Buradan devamla, keder meselesinde ilerlersek… Uyurkulak’ın kendi edebî çizgisinde de Merhume’nin dikkate değer bir tarafı var. Başladığı noktadan geldiği noktada edebî araçlarının işlevlerini değiştiren bir yazarın kendisine de söyleyecek sözleri var şüphesiz. Yazar kahraman Yusuf Sertoğlu’nun romanın eleştirisinin içinde bulunması, yazar kahramanın diğer eserlerine de göndermeler yaparak kurguda yer alması ve dahası romanı mümkün olduğunca dağıtarak bir eleştirmenle ilişki kurması. İşte tam da bu noktada Tezgel Arif Efendi’nin işlevinin bozulmaması anlamlı olurdu gibi geliyor bana.

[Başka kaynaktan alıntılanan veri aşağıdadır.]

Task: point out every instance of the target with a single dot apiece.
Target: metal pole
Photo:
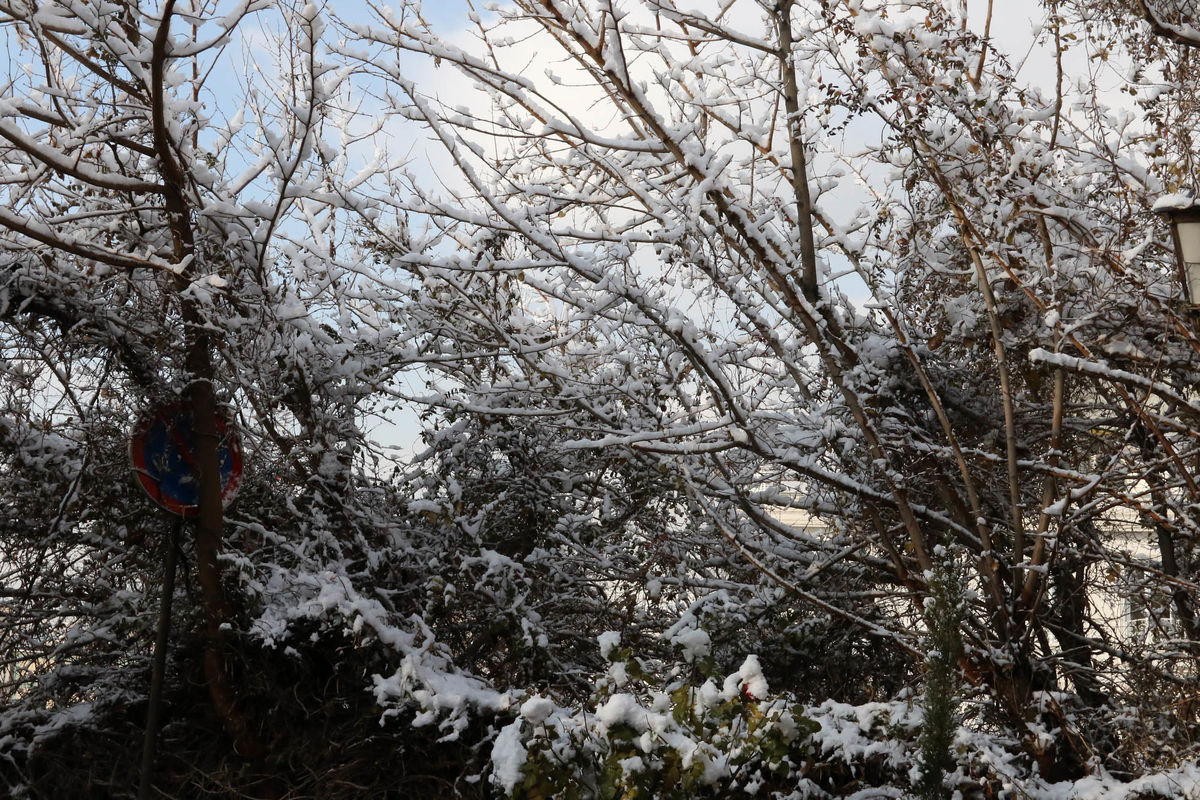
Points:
(159, 669)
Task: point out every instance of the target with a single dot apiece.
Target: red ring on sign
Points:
(163, 459)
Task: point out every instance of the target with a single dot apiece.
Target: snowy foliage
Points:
(673, 272)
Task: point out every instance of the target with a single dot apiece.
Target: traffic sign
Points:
(163, 452)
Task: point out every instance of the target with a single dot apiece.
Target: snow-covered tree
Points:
(676, 272)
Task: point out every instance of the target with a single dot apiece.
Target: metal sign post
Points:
(162, 449)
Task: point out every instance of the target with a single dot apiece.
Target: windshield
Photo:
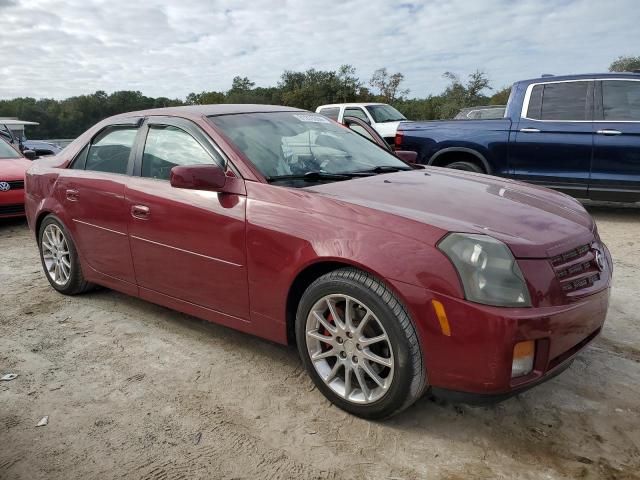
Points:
(7, 151)
(296, 143)
(384, 113)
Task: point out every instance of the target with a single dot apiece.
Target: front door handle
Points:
(140, 211)
(72, 195)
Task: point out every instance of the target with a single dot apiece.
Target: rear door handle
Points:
(72, 195)
(140, 211)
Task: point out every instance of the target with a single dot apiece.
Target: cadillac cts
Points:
(391, 280)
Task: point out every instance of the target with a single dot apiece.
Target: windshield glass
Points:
(296, 143)
(384, 113)
(7, 151)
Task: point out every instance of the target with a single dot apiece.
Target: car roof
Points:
(209, 110)
(353, 104)
(581, 76)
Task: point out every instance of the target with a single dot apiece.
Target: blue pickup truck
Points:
(579, 134)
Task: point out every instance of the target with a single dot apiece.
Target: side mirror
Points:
(406, 155)
(30, 154)
(198, 177)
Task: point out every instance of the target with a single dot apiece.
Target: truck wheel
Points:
(359, 345)
(466, 166)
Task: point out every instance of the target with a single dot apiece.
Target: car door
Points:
(186, 244)
(91, 191)
(615, 172)
(552, 142)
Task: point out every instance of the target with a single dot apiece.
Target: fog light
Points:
(523, 354)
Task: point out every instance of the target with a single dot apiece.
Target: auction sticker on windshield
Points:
(312, 118)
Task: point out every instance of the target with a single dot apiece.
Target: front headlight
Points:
(489, 273)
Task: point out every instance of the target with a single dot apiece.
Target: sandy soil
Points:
(133, 390)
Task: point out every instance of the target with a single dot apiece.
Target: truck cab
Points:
(383, 118)
(579, 134)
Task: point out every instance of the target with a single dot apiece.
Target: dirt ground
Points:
(133, 390)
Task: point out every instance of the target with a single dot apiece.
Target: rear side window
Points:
(332, 112)
(167, 147)
(110, 150)
(621, 100)
(559, 101)
(356, 112)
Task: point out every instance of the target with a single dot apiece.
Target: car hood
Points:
(533, 221)
(387, 129)
(13, 168)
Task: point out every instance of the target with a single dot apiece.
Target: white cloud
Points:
(53, 48)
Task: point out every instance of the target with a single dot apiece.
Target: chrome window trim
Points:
(527, 98)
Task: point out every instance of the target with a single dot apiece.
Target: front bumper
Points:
(475, 356)
(12, 203)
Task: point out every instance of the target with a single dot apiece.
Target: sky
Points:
(56, 49)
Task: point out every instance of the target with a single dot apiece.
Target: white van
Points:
(382, 117)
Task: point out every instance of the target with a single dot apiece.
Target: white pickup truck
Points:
(382, 117)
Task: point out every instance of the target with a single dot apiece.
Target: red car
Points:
(392, 281)
(13, 166)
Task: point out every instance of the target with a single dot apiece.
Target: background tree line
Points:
(69, 117)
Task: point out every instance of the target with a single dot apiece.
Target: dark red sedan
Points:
(391, 280)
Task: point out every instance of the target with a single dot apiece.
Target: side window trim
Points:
(595, 94)
(189, 127)
(600, 99)
(588, 104)
(123, 123)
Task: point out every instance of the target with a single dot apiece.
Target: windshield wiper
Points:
(384, 169)
(312, 176)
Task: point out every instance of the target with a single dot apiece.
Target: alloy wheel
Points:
(56, 255)
(349, 348)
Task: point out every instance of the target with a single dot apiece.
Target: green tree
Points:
(625, 64)
(388, 85)
(500, 97)
(458, 95)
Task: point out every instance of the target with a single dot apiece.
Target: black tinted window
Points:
(564, 101)
(621, 100)
(332, 112)
(109, 151)
(81, 159)
(167, 147)
(356, 112)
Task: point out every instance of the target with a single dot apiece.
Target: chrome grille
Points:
(576, 269)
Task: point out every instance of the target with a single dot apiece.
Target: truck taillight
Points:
(398, 140)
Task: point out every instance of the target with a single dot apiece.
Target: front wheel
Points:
(359, 345)
(59, 258)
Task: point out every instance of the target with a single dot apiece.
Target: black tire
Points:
(75, 283)
(466, 166)
(409, 378)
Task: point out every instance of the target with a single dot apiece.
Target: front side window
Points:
(296, 143)
(167, 147)
(331, 112)
(356, 112)
(621, 100)
(110, 150)
(559, 101)
(7, 151)
(384, 113)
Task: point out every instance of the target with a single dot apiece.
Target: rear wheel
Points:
(359, 345)
(59, 258)
(466, 166)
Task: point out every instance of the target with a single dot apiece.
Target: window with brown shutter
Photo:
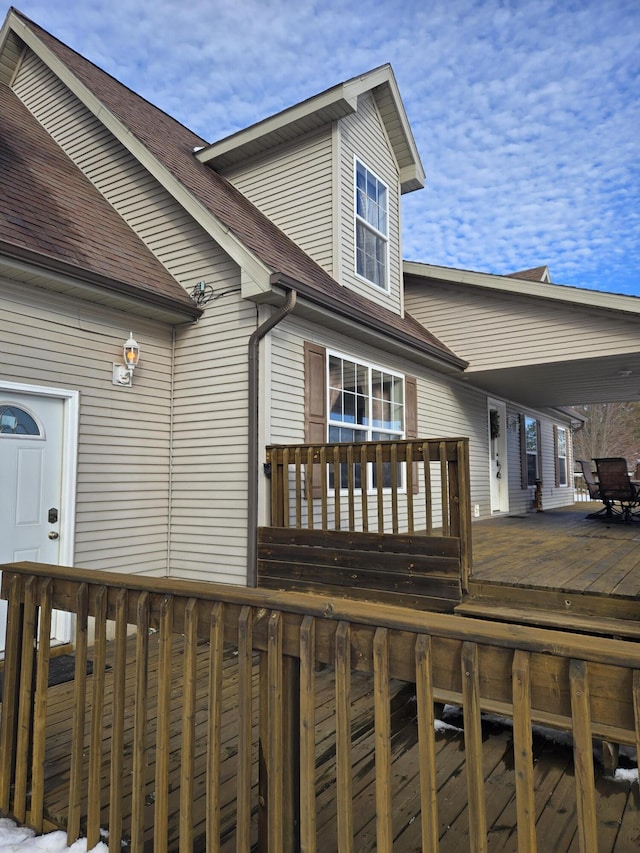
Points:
(367, 402)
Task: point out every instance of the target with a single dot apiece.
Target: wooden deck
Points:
(557, 568)
(618, 818)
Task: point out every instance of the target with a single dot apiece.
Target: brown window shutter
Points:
(411, 420)
(523, 452)
(315, 402)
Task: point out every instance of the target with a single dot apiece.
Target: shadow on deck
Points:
(557, 569)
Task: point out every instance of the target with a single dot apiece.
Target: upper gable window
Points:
(372, 230)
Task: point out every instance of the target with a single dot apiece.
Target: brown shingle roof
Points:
(52, 214)
(172, 145)
(535, 274)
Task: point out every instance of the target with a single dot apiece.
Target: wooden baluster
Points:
(165, 654)
(428, 497)
(117, 732)
(583, 758)
(409, 473)
(337, 487)
(363, 488)
(307, 735)
(343, 738)
(523, 752)
(187, 755)
(379, 487)
(473, 748)
(275, 723)
(297, 460)
(79, 707)
(13, 585)
(444, 489)
(245, 706)
(351, 488)
(324, 488)
(25, 705)
(309, 479)
(286, 510)
(394, 488)
(214, 745)
(426, 745)
(140, 717)
(40, 710)
(382, 712)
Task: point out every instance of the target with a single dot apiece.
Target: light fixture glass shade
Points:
(131, 352)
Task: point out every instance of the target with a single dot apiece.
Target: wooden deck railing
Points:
(140, 742)
(390, 516)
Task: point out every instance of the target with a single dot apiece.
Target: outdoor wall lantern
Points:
(123, 373)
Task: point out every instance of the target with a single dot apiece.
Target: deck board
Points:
(559, 561)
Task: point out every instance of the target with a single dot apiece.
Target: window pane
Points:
(562, 442)
(531, 435)
(15, 421)
(371, 210)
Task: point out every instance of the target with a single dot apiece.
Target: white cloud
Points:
(525, 114)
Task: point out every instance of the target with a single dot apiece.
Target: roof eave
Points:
(523, 287)
(443, 360)
(322, 109)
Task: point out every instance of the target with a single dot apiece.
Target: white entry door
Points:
(31, 445)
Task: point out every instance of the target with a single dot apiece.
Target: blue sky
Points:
(526, 113)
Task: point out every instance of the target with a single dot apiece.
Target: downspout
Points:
(252, 455)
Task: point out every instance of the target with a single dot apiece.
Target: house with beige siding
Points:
(261, 277)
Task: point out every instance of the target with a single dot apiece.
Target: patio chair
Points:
(594, 490)
(620, 496)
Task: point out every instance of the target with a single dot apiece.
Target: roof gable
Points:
(324, 108)
(50, 214)
(165, 148)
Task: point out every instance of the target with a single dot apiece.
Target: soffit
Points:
(588, 380)
(320, 110)
(51, 215)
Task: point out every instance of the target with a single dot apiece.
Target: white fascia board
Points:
(258, 271)
(333, 101)
(340, 99)
(521, 287)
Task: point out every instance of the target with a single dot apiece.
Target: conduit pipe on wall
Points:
(253, 449)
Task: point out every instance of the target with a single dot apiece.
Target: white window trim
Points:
(560, 429)
(537, 451)
(400, 435)
(387, 283)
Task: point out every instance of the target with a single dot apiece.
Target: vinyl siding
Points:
(539, 332)
(209, 495)
(293, 186)
(124, 437)
(362, 135)
(208, 478)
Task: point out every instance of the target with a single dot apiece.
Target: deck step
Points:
(547, 618)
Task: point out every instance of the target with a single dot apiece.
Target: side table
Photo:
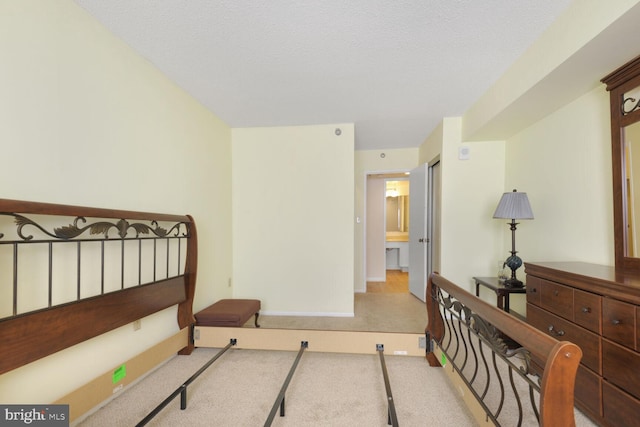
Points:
(502, 291)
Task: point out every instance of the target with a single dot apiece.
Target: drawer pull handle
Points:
(552, 330)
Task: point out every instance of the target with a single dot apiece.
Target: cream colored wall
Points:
(470, 238)
(376, 262)
(370, 161)
(563, 163)
(86, 121)
(512, 104)
(293, 218)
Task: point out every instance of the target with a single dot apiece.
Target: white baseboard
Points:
(306, 314)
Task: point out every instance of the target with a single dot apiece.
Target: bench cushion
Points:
(228, 312)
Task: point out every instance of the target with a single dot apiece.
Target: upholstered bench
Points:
(229, 312)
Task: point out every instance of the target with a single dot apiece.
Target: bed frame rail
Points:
(518, 375)
(89, 270)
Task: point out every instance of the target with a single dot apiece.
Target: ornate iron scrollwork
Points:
(77, 228)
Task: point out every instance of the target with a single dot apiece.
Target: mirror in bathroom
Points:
(397, 210)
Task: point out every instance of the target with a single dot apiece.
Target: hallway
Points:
(397, 282)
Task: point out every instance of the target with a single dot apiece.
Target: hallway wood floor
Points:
(397, 282)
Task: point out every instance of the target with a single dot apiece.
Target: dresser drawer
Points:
(588, 391)
(557, 299)
(562, 330)
(587, 310)
(618, 322)
(619, 408)
(621, 367)
(533, 290)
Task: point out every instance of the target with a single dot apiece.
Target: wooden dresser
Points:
(598, 308)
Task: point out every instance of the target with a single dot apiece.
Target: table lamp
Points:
(513, 206)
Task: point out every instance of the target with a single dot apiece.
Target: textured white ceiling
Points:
(394, 68)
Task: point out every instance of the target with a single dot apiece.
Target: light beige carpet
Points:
(392, 312)
(326, 390)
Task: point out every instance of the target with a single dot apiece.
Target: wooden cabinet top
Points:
(604, 280)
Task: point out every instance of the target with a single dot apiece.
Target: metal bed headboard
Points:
(70, 273)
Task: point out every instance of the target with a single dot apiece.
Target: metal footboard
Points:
(518, 375)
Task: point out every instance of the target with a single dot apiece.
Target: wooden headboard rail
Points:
(33, 334)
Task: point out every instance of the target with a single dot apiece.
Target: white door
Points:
(418, 241)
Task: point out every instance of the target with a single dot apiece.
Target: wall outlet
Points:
(422, 342)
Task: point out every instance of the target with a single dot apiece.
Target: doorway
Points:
(386, 241)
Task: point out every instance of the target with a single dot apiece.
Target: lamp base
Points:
(513, 283)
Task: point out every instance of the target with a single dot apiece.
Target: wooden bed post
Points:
(185, 309)
(556, 397)
(435, 327)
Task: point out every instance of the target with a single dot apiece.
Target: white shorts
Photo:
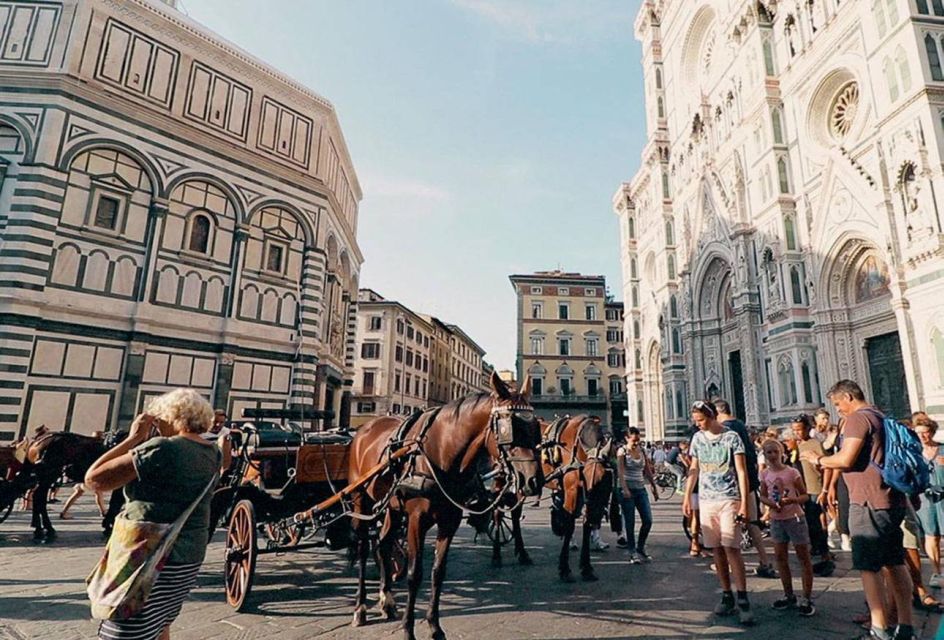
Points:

Uyurkulak, birçok söyleşisinde kendisi için umut ve karnavalın önemli olduğunu söylüyor. Tıpkı diğer eserleri gibi Merhume de içinde umudu taşıyan, bunu hissettiren bir eser. Karamsarlık ya da çözümsüzlük Uyurkulak anlatısının meselesi değil. İhtimaller ve onların getireceği güzellikler bence onun meselesi… Ve fakat bu da kederi onlardan âri kılan bir şey değil. Dahası kılmamalı da…

 
[1] Yazı için bkz. “Ve İhtimal Güzel Bir Şey: Tol”, İstanbul Art News Edebiyat, Aralık 2014, s. 19.